We next performed experiments to directly examine the role of the regSNV in altering ER-mediated induction of IGF1R expression. ER ChIP-qPCR in MCF7 cells showed that ER bound the genomic region containing regSNV in intron 2 of IGF1R with a fourfold enrichment following E2 treatment (Fig. 3a). Allele-specific ChIP showed a significant enrichment of the regSNV allele (G allele) in the DNA bound to ER (Fig. 3b). Cloning of the ER ChIP-binding site (with or without the regSNV site) upstream of a heterologous promoter and luciferase indicated that the ER ChIP-binding site containing the regSNV showed greater ER-induced luciferase expression upon estradiol treatment (Fig. 3c).
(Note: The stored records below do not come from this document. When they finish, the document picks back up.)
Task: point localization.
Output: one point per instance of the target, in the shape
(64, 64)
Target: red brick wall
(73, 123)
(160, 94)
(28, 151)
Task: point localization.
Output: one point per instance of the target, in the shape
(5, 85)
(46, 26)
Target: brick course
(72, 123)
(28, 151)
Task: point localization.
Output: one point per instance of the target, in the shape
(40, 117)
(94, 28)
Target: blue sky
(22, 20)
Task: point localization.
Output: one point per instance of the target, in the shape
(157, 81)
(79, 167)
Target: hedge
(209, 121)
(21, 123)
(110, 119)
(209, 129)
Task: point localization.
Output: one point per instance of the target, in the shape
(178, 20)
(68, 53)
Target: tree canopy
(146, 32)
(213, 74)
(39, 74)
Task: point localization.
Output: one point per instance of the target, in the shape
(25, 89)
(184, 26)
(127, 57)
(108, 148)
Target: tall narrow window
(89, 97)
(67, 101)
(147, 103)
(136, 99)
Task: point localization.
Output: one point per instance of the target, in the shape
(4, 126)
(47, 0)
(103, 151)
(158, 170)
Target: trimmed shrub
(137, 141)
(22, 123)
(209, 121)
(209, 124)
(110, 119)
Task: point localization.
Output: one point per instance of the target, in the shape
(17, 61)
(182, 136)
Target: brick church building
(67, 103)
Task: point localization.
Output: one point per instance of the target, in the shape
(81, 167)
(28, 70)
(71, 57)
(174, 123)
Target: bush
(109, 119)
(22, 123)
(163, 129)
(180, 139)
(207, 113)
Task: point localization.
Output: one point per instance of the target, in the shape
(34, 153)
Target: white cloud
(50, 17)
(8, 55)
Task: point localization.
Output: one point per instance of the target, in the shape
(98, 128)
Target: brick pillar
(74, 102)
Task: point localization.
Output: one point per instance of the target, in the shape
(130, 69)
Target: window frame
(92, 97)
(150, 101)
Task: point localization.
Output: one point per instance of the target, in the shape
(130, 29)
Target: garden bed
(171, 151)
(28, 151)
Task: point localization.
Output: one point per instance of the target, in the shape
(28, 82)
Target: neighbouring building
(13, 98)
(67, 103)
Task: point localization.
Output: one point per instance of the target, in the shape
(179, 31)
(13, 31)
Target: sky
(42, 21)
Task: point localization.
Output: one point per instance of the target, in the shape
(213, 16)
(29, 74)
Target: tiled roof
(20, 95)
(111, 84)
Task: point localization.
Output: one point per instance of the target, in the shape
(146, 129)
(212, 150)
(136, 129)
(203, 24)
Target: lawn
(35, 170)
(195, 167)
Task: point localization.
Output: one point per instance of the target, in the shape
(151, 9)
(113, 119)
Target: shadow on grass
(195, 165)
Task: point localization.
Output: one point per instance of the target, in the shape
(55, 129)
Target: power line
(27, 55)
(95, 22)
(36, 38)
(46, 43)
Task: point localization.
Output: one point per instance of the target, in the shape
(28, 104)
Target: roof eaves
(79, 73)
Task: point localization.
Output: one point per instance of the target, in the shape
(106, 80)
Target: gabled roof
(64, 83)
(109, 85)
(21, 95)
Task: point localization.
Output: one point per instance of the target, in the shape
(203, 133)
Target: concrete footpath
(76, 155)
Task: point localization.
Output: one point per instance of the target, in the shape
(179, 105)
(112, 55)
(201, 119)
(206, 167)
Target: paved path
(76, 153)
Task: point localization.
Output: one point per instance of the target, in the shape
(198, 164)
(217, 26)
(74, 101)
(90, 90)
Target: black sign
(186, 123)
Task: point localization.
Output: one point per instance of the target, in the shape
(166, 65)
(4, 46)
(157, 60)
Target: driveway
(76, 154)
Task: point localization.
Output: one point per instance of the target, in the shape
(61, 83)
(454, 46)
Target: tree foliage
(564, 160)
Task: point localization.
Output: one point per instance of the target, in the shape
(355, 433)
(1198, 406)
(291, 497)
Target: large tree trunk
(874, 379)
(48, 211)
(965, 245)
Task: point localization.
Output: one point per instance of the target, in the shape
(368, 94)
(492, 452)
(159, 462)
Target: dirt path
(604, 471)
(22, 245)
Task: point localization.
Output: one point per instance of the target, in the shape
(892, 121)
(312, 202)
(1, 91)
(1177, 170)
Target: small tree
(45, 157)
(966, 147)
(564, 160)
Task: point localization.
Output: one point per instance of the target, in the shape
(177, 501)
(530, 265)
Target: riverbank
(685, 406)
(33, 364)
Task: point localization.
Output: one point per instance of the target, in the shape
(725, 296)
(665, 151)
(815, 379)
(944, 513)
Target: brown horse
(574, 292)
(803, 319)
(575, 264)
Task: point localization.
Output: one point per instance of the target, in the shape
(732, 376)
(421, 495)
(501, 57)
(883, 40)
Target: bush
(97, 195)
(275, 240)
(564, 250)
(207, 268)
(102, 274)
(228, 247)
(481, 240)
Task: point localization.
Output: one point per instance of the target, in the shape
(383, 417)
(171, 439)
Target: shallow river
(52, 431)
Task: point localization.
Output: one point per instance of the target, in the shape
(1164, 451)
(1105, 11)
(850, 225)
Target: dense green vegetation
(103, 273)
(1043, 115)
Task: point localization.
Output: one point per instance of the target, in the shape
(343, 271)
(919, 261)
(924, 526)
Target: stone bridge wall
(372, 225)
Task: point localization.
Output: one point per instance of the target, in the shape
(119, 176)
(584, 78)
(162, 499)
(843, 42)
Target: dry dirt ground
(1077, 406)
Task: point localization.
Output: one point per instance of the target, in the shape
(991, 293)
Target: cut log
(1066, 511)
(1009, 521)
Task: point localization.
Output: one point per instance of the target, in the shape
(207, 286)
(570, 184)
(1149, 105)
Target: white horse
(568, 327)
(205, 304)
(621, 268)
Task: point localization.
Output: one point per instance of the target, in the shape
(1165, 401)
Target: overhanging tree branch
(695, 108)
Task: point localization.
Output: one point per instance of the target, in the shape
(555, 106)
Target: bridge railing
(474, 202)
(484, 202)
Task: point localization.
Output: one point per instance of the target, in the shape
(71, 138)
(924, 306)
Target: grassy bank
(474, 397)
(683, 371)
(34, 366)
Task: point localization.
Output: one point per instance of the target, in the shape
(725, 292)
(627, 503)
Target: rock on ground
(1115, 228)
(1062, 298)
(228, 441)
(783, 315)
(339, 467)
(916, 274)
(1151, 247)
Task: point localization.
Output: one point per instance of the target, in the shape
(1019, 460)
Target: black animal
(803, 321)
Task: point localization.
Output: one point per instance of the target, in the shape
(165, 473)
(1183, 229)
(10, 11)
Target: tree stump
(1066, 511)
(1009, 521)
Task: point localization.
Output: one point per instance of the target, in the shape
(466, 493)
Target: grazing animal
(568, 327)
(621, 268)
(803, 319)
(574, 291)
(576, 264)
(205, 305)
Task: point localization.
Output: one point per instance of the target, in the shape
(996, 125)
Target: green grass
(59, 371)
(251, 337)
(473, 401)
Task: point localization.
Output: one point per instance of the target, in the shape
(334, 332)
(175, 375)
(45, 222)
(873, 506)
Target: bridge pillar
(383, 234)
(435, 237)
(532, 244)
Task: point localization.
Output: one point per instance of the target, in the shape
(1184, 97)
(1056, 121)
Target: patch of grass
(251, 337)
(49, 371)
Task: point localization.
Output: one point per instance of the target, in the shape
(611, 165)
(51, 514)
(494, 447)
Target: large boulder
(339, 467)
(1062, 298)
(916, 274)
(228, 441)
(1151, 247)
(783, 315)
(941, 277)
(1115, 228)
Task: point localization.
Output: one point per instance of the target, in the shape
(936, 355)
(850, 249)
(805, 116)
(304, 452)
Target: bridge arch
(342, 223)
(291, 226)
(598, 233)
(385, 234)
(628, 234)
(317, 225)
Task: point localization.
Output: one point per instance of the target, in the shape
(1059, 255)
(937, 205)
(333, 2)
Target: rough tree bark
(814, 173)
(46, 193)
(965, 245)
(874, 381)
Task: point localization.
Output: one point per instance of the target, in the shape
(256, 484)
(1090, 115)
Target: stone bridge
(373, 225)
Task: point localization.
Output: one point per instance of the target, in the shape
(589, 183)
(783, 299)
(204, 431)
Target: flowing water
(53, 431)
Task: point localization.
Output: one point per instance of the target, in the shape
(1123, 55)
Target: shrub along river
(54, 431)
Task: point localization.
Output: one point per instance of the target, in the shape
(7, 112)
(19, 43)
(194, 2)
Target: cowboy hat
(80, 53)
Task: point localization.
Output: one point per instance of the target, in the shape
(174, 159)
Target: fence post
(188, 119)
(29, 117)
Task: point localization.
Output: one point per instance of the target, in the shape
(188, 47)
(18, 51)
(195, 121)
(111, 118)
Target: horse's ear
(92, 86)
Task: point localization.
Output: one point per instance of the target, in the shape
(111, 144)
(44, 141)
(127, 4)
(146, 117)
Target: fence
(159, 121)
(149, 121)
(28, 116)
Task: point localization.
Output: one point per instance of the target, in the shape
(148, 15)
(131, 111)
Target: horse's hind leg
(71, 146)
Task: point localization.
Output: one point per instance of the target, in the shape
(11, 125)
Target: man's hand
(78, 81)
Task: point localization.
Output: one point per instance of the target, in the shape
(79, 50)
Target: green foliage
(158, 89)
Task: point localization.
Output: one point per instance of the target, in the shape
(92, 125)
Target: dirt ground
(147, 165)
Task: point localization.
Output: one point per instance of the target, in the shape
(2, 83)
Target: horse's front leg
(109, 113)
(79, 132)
This indicates that the G allele is more potent in recruiting ER and subsequently leading to increased induction of IGF1R expression (Fig. 3d). Consistent with this, estradiol induced IGF1R expression greater in MCF7 cells compared to the cell lines that lack the regSNV and are homozygous for the wild-type allele. Taken together, our in vitro experiments validate that one of the top computational regSNV predictions (rs62022087) favors ER binding and results in elevated estradiol induction of IGF1R expression.

Fig. 3
figure 3

IGF1R SNP can affect ER binding and result in higher gene expression. a Confirmation of ER binding to IGF1R SNP by ChIP-qPCR in MCF7 cell line. The cells were estrogen deprived for 3 days and subsequently treated by Veh or E2 (1nM) for 45 min. ChIP was performed as describes in the “Methods” section. ER binding is significantly enriched upon treatment by E2. b Allele-specific ChIP result shows a significant enrichment of SNP allele (70%) vs. WT allele (30%) in ER ChIP-binding site. c Luciferase transactivation assay using MCF7 cells transfected with constructs containing the ER ChIP-binding site with WT or SNP. The luciferase assay demonstrates that the binding site with variant allele has higher affinity to ER upon induction by estradiol (1 nM) (**p value < 0.01). d IGF1R gene expression in different breast cancer cell lines treated by Veh or E2 (1 nM). The significant induction of IGF1R expression in MCF7 cell line may contribute to the presence of regulatory SNP compared to the other cell lines with WT allele (*p value < 0.05)

Discovery of regSNVs in ER ChIP-seq data from breast cancer

We next applied our workflow to all available ER ChIP-seq data in breast cancer cell lines and tumors comprising a total of 43 datasets from seven independent studies (Additional file 1: Table S5–13) [1, 20, 2225, 2931] (GEO numbers provided in “Methods”). RegSNVs were identified within ER ChIP-binding sites and the closest genes to the regSNVs annotated. The genomic position of the regSNVs was annotated based on where they are located in the genome (e.g., exonic, intronic, etc.). Additional file 2: Figure S3 shows the distribution of regSNVs in the analyzed models from available ER ChIP-seq data. The majority of regulatory variants are located in intergenic areas whose functionality is not well-characterized. Many SNVs are also in intronic areas, suggesting a major role of introns in estrogen regulation of the gene expression. This is not surprising as the majority of ER ChIP-binding sites lie in intergenic and intronic segments of the genome.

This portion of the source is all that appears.